The biggest drag, however, will come from the export sector, according to the economist.

Having held up well in the first quarter of the year, exports from Vietnam fell by 60% year-on-year in April, which is much steeper than the falls recorded during the depths of the global financial crisis, he stressed.

With exports equivalent to some 80% of the country’s gross domestic product (GDP), Vietnam is one of the most trade dependent economies in the region.

Overall, Oxford Economics forecast the country’s GDP would grow by a mere 0.5% this year, down from 7% in 2019. While this would make Vietnam the region’s best performing economy in 2020, it would still be the worst performance since 1980.

The U.K. think tank’s forecast is well below the International Monetary Fund’s expectations, at 2.7%, and the Vietnamese Government’s own target of 5%.

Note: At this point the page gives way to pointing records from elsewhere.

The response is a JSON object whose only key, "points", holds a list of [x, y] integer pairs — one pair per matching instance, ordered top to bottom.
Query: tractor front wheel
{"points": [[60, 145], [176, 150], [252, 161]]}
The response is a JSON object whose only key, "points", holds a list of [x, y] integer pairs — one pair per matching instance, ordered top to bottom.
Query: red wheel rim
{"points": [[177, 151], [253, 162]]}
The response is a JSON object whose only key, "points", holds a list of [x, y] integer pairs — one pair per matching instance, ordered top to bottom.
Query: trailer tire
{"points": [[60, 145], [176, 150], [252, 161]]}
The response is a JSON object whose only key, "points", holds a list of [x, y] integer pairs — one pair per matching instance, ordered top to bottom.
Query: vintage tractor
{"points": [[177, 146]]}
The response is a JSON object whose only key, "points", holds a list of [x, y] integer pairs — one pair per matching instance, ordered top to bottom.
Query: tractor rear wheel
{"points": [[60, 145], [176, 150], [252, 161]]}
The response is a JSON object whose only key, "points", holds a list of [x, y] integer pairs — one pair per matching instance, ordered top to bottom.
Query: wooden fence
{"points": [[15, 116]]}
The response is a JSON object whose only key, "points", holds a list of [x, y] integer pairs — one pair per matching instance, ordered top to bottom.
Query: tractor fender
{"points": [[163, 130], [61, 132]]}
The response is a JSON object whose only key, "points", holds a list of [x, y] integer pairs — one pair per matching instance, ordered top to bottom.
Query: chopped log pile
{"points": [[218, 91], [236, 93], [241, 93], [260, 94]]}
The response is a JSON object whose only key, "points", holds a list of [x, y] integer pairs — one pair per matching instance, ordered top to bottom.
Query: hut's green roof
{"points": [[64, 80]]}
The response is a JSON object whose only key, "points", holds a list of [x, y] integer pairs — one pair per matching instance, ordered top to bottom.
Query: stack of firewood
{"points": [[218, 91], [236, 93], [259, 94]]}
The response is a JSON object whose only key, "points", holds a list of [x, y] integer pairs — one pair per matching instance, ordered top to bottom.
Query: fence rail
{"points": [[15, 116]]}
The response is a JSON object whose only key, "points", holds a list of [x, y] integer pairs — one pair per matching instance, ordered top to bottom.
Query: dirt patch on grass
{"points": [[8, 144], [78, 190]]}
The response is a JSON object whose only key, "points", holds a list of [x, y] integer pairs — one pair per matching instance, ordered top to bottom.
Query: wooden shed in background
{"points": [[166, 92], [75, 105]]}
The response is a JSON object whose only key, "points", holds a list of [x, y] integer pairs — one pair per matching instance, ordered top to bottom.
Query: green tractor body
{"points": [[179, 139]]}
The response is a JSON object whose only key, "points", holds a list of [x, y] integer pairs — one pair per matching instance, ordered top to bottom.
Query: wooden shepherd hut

“The central bank has little to worry about on the inflation front,” noted Leather.

Having peaked at 6.4% year-on-year in January, the headline inflation fell to just 2.9% year-on-year in April – its lowest rate in six months, he explained.

With weak growth and lower oil prices putting downward pressure on prices, he projected inflation should continue to weaken over the coming months.

“Putting all this together, we think the central bank will cut its main policy rate by a further 100 basis points over the coming months,” he said.